Pourquoi il est central
C’est ici que la responsabilité humaine entre en jeu.
Car si la Source jaillit, le Koilon module.
Il reçoit l’empreinte :
des pensées répétées,
des peurs entretenues,
des imaginaires collectifs,
des archétypes nourris,
des intentions persistantes.
Le terrain prépare les formes.
Ce que l’humanité nourrit dans ce champ devient progressivement possible.
Non parce que l’Origine change.
Non parce que la Source choisit.
Mais parce que le champ intermédiaire s’imprègne.
Le Koilon n’est pas magique
Il ne “fabrique” pas en partant de rien, sans avoir quoi que ce soit pour point de départ.
Il amplifie.
Il densifie.
Il permet à certaines configurations de passer du possible au probable.
C’est là que se situe la mécanique des phénomènes.
Mais c’est aussi là que se situe l’éthique.
Car le Koilon ne juge pas.
Il répond à la cohérence vibratoire dominante.
J’insiste ici — car c’est un point central de mes précédents écrits — : le Koilon ne décide pas, il répond.
V. Ce qui se brouille lorsque l’on confond
Si l’on ne distingue pas clairement l’Origine, la Source et le Koilon, trois erreurs majeures apparaissent.
1. Absolutiser l’expérience
On peut croire que toute expérience mystique touche l’Absolu en soi.
Or, ce qui est vécu appartient toujours au plan relationnel — celui de la Source.
Confondre les niveaux peut conduire à sacraliser ce qui est manifestation.
2. Attribuer à l’Origine ce qui relève du champ
Certaines personnes disent :
« Dieu crée ces phénomènes. »
Mais si l’on distingue les plans, on comprend :
L’Origine ne module pas les phénomènes.
La Source ne sélectionne pas arbitrairement.
Le Koilon répond aux conditions.
La responsabilité se déplace.
3. Déresponsabiliser l’humain
Si tout est attribué à une volonté divine extérieure, alors la conscience humaine devient passive.
Or, si le Koilon est modulable, alors nos états collectifs influencent le terrain.
La maturité devient centrale.
Pourquoi cette distinction est adulte
Distinguer ne fragilise pas la foi.
Distinguer la rend responsable.
On peut continuer à prier.
On peut continuer à rencontrer la Présence.
On peut continuer à aimer.
Mais on comprend que :
L’Origine demeure.
La Source se révèle.
Le Koilon répond.
Et c’est dans ce dernier plan que l’humanité agit.
Conclusion I — Structurer pour ne pas confondre
Distinguer l’Origine, la Source et le Koilon n’est pas un exercice intellectuel.
C’est un acte de maturité.
L’Origine demeure au-delà de toute projection.
La Source rend possible la relation, l’expérience, la rencontre.
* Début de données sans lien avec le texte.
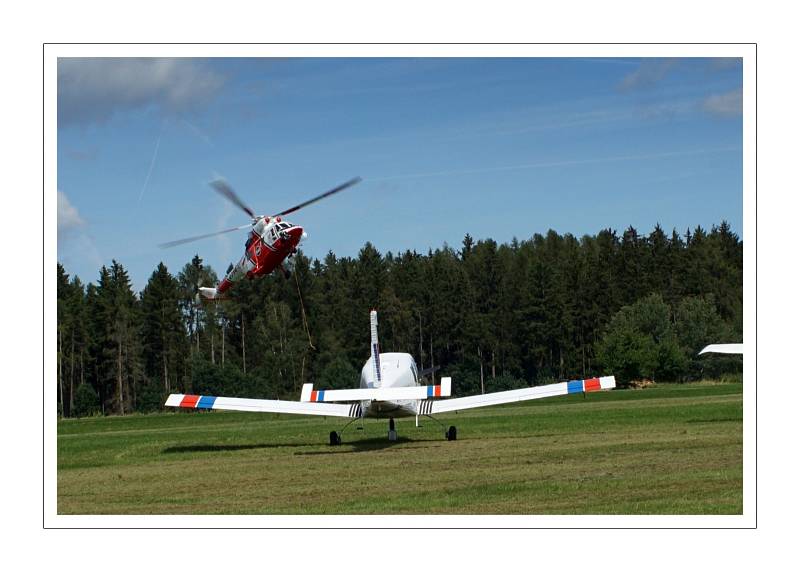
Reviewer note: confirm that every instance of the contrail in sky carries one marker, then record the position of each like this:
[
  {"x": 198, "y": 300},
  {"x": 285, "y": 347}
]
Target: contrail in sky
[
  {"x": 556, "y": 164},
  {"x": 152, "y": 163}
]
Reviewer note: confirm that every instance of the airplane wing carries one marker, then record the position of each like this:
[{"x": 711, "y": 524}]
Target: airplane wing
[
  {"x": 263, "y": 405},
  {"x": 723, "y": 349},
  {"x": 565, "y": 388}
]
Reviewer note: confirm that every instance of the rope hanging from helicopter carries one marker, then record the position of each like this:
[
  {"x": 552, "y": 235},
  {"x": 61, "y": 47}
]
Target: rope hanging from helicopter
[{"x": 303, "y": 311}]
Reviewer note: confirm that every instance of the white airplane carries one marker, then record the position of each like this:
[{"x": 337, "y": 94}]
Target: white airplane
[
  {"x": 723, "y": 349},
  {"x": 390, "y": 387}
]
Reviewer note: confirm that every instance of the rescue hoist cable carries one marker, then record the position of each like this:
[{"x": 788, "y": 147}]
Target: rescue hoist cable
[{"x": 303, "y": 310}]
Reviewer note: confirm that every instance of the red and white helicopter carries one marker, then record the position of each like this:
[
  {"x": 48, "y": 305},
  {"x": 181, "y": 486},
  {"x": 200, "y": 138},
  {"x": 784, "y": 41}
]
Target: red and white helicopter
[
  {"x": 272, "y": 240},
  {"x": 390, "y": 387}
]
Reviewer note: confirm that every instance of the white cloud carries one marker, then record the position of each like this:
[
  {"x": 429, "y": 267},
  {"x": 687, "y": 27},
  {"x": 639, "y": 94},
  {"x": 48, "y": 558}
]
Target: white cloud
[
  {"x": 68, "y": 217},
  {"x": 92, "y": 90},
  {"x": 726, "y": 104}
]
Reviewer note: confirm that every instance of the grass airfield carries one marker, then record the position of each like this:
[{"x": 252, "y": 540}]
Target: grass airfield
[{"x": 672, "y": 449}]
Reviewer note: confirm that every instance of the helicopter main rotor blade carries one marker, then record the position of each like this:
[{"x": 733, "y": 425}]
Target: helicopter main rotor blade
[
  {"x": 333, "y": 191},
  {"x": 193, "y": 238},
  {"x": 223, "y": 188}
]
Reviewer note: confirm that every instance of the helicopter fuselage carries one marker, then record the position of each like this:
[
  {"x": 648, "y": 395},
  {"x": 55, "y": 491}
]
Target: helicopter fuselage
[{"x": 269, "y": 244}]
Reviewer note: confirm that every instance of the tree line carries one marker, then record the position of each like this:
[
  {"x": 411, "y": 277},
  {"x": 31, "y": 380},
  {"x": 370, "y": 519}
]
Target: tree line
[{"x": 493, "y": 316}]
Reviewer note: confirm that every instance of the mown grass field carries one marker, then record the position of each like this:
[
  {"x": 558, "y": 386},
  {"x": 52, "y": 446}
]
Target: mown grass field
[{"x": 665, "y": 450}]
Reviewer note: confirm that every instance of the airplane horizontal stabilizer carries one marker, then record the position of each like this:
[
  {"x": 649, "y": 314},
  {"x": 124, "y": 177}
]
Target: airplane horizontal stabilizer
[{"x": 309, "y": 394}]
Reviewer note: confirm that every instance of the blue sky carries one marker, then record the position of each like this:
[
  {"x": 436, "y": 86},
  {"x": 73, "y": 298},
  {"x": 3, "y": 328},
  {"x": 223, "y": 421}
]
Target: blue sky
[{"x": 498, "y": 148}]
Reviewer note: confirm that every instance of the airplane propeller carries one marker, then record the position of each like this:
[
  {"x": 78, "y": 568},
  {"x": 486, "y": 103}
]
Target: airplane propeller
[
  {"x": 193, "y": 238},
  {"x": 224, "y": 189}
]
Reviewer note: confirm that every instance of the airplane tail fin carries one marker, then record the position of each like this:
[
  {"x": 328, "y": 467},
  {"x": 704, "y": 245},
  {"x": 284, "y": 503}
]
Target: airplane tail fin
[
  {"x": 209, "y": 293},
  {"x": 374, "y": 348}
]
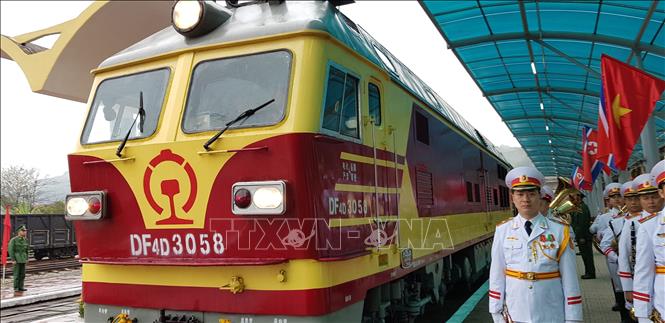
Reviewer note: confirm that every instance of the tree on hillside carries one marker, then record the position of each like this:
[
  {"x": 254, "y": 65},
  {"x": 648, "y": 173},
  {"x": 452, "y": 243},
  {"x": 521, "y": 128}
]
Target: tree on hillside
[{"x": 20, "y": 187}]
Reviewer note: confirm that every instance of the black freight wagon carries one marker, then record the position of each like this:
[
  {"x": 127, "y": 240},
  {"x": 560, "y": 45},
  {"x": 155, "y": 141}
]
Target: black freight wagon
[{"x": 50, "y": 235}]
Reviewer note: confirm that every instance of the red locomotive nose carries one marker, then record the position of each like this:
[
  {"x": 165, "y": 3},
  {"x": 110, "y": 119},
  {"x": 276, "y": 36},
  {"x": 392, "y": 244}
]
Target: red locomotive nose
[{"x": 243, "y": 198}]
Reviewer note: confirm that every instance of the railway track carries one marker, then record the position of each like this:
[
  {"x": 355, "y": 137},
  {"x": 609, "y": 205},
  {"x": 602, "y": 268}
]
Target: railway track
[
  {"x": 41, "y": 310},
  {"x": 35, "y": 266}
]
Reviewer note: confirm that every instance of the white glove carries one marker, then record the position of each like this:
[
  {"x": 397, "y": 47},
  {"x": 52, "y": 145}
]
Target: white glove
[{"x": 498, "y": 318}]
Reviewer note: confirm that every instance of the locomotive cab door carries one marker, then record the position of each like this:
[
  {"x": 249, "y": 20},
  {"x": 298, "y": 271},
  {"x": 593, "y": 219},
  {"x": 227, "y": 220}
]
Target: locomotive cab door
[{"x": 380, "y": 136}]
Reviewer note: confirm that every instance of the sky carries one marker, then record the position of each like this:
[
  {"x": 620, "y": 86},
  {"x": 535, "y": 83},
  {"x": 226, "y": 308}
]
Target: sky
[{"x": 38, "y": 131}]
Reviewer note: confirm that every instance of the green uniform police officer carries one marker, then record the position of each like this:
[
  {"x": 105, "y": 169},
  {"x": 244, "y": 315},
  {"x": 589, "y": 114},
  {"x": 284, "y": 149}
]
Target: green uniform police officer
[
  {"x": 18, "y": 253},
  {"x": 580, "y": 222}
]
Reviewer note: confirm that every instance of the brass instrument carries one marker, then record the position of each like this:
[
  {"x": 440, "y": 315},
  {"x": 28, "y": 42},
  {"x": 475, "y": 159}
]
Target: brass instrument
[{"x": 561, "y": 205}]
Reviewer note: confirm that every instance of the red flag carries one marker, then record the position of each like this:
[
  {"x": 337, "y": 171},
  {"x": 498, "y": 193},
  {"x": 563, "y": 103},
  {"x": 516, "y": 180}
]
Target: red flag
[
  {"x": 7, "y": 231},
  {"x": 630, "y": 97},
  {"x": 604, "y": 151}
]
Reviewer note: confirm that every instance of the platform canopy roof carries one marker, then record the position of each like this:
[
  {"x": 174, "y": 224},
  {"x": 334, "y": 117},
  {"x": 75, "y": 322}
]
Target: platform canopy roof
[{"x": 538, "y": 64}]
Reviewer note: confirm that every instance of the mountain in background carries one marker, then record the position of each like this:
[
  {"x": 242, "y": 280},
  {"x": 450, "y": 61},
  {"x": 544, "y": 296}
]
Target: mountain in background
[{"x": 54, "y": 188}]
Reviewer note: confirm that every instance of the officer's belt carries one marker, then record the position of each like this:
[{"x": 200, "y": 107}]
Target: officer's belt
[{"x": 532, "y": 275}]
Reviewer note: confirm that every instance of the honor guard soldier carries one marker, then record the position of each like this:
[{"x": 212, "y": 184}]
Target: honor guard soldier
[
  {"x": 533, "y": 275},
  {"x": 609, "y": 245},
  {"x": 649, "y": 284},
  {"x": 627, "y": 240}
]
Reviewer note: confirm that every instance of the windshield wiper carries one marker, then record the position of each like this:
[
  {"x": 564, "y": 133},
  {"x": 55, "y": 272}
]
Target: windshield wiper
[
  {"x": 140, "y": 115},
  {"x": 246, "y": 114}
]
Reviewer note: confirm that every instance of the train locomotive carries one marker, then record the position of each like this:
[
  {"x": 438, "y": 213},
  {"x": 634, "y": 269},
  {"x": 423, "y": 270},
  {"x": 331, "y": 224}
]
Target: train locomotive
[{"x": 269, "y": 161}]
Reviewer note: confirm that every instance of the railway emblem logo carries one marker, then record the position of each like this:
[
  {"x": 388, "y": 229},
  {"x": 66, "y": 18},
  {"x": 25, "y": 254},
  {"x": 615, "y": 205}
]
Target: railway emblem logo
[{"x": 170, "y": 188}]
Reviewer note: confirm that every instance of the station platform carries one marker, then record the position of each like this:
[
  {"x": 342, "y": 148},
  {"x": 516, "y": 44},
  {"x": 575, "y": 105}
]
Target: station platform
[
  {"x": 597, "y": 295},
  {"x": 41, "y": 287}
]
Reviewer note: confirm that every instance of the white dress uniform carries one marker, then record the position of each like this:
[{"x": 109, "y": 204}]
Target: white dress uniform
[
  {"x": 649, "y": 284},
  {"x": 629, "y": 232},
  {"x": 533, "y": 278}
]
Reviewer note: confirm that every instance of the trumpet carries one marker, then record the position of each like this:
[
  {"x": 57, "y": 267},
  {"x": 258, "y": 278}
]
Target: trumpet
[
  {"x": 561, "y": 205},
  {"x": 654, "y": 317}
]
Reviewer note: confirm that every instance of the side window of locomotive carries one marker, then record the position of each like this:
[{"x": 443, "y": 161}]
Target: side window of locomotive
[
  {"x": 116, "y": 105},
  {"x": 340, "y": 113},
  {"x": 375, "y": 103},
  {"x": 422, "y": 127},
  {"x": 222, "y": 89}
]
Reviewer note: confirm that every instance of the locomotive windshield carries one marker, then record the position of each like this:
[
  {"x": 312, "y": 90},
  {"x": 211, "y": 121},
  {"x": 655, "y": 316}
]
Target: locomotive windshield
[
  {"x": 222, "y": 89},
  {"x": 116, "y": 104}
]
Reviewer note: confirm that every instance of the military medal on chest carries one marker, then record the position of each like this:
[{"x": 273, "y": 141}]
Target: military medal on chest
[{"x": 547, "y": 241}]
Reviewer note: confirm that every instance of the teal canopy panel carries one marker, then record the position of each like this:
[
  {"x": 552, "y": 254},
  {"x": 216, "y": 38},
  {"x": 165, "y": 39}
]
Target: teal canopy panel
[{"x": 538, "y": 64}]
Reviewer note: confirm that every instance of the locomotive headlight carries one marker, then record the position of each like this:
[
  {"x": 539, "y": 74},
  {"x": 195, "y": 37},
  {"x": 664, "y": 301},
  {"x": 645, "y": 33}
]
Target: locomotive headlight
[
  {"x": 259, "y": 198},
  {"x": 268, "y": 198},
  {"x": 77, "y": 206},
  {"x": 186, "y": 14},
  {"x": 196, "y": 18},
  {"x": 85, "y": 205}
]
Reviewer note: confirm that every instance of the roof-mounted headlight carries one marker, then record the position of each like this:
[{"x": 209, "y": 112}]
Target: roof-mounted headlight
[{"x": 196, "y": 18}]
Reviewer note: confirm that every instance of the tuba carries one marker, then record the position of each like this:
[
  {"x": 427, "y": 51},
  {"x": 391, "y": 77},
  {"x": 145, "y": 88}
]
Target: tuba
[{"x": 561, "y": 205}]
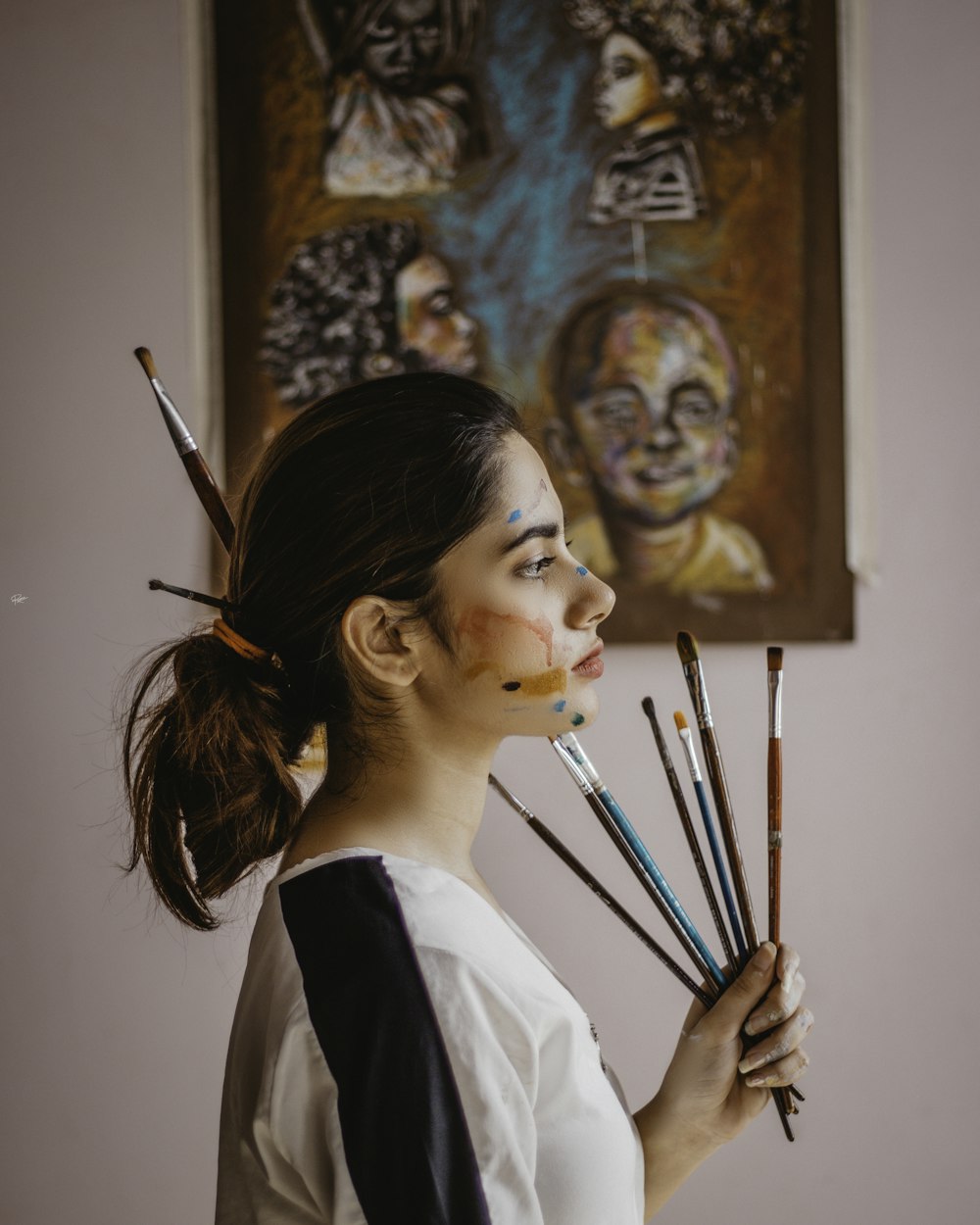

Le Koilon est le champ où la conscience module les formes.
Ne pas distinguer ces niveaux, c’est risquer :
d’attribuer au Divin ce qui relève du terrain,
d’absolutiser l’expérience,
ou de se déresponsabiliser.
Les distinguer, au contraire, permet :
d’honorer la mystique sans confusion,
d’accueillir la science sans naïveté,
et d’assumer la responsabilité humaine sans culpabilité.
La spiritualité adulte commence dans la clarté.
Conclusion II — Habiter le mystère
Et pourtant…
Distinguer ne signifie pas dessécher.
On peut continuer à appeler Abba.
On peut continuer à prier.
On peut continuer à pleurer devant une Présence aimante.
Rien de cela n’est diminué.
Mais peut-être devient-il plus paisible de savoir que :
L’Origine n’est pas fragile.
La Source n’est pas capricieuse.
Et le champ dans lequel nous vivons répond à ce que nous y déposons.
Alors la question n’est plus :
« Qui crée ? »
Mais :
« Que déposons-nous dans le champ du monde ? »
Peut-être est-ce là que commence vraiment la maturité spirituelle.